I could be wrong and I'm electrically challenged but I think power to inst lights runs thru headlight switch?
Great stuff! Now I just need to figure out why my radio won’t come on even though it’s getting power. While digging around the fuse panel I also discovered that I’m not getting power to the instrument lighting fuse. All of the other fuse blocks are getting power. Just something else to try to figure out. I did all my own welding,bodywork, painting, headliner, upholstery etc. but when it comes to electrical, I’m damn near an idiot
 
where exactly did the smoke come out of? Photos are helpfull.

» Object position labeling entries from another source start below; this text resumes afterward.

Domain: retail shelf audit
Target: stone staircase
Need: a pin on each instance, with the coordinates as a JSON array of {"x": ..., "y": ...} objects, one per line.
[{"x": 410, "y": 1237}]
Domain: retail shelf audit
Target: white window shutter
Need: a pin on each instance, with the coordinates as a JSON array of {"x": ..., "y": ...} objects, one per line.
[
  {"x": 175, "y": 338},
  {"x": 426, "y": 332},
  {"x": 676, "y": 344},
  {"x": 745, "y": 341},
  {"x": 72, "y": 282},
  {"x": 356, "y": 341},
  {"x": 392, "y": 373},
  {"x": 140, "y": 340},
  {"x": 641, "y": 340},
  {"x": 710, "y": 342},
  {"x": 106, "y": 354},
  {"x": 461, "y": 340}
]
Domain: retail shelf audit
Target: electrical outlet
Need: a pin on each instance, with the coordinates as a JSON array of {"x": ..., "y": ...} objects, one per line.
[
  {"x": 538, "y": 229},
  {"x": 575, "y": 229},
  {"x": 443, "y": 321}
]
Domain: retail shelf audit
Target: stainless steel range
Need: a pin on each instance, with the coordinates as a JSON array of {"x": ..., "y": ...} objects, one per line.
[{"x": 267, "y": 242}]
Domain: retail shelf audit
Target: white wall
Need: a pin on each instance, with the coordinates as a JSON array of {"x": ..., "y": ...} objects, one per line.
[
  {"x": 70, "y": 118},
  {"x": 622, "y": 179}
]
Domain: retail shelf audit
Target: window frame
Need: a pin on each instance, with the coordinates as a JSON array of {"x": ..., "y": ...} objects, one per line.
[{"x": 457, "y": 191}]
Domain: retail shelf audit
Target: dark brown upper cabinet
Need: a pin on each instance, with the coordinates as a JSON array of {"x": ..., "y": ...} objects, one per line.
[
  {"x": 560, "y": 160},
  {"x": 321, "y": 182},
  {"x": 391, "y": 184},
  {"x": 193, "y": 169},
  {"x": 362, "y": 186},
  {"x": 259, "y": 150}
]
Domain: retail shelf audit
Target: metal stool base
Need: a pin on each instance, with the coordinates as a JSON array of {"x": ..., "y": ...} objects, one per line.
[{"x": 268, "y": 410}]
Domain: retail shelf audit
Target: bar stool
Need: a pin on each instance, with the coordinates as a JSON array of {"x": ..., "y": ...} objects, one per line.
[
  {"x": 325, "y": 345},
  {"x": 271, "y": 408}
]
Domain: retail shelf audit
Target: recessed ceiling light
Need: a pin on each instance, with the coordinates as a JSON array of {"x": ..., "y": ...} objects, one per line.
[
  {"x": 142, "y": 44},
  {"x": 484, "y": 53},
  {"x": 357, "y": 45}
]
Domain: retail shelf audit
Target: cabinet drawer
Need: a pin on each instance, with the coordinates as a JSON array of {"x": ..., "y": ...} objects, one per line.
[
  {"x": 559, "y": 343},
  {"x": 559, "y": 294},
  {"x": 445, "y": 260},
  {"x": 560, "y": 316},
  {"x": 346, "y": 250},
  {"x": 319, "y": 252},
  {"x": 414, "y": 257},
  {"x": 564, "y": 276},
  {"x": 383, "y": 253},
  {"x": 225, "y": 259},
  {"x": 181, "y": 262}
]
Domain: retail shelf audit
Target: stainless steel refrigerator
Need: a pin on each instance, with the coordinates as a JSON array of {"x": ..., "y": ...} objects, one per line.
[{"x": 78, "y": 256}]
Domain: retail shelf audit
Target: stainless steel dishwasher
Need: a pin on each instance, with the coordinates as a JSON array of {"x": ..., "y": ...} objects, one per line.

Also how troublesome is it to pull the radio?
 
The value of these suppression caps is unimportant, although as old as some of they are, they could be shorted, leaky or so low in capacity that they are ineffective. Just about any "real" parts store should show universal supression caps in their numerical/ pictorial books. Even a breaker points distributor cap would work, it's all "if" you can figure a way to mount the thing.
 
OK so disregard power feeding the instrument panel lights and radio lights. The dimmer part of my light switch is not working correctly so I need a new light switch. Still need help about the radio not coming on
 
I’m thinking that the smoke was coming from the condenser wire on the back of the gauge cluster if not from inside the gauge cluster and just seem to be by the wire of the condenser. I shut everything off immediately so I didn’t get a real good look but again it seem like it was coming from the pigtail of the condenser
 
OK so remember the part about me being an idiot? So this whole time we’re having this wonderful discussion my gauge cluster has been out of the dash but still connected to both the nine pin connector and the ignition. Then I thought well maybe the gauge cluster needs to be mounted in and somehow grounded to the frame of the dash and I put the gauge cluster back into the opening of the dash and the radio came on. I then removed the gauge cluster again as it was and the radio is still working still. WTF???
 
But now I actually have static that I didn’t have yesterday with the car not running. But I will take everyone’s help to heart and figure out these different noise suppression techniques.
 
Maybe I fried the condenser on the back of the gauge cluster
 
I’m just going to continue to babble here. Perhaps my ranting might help somebody else down the road. I had another old Gage cluster and swapped out the condenser but still the same static. At least I know I didn’t fry the first condenser. Yes maybe the voltage regulator got stuck. The static may be atmospheric but not sure because I have no interference on my other car. But I thank everybody for their help and giving me some direction to go with this static issue.
 
The only thing in the cluster that would affect the radio is the ammeter. It must be jumpered to provide power to the rest of the car. Anything else, if shorted, would blow the fuse supplying the radio
 
Well I went back to Later in the day to try the radio and now it’s not working again
 
The antenna trimmer is sometimes behind one of the outer knobs , you must pull it to find the small hole and use a long thin plastic screwdriver to turn the pot that is inside.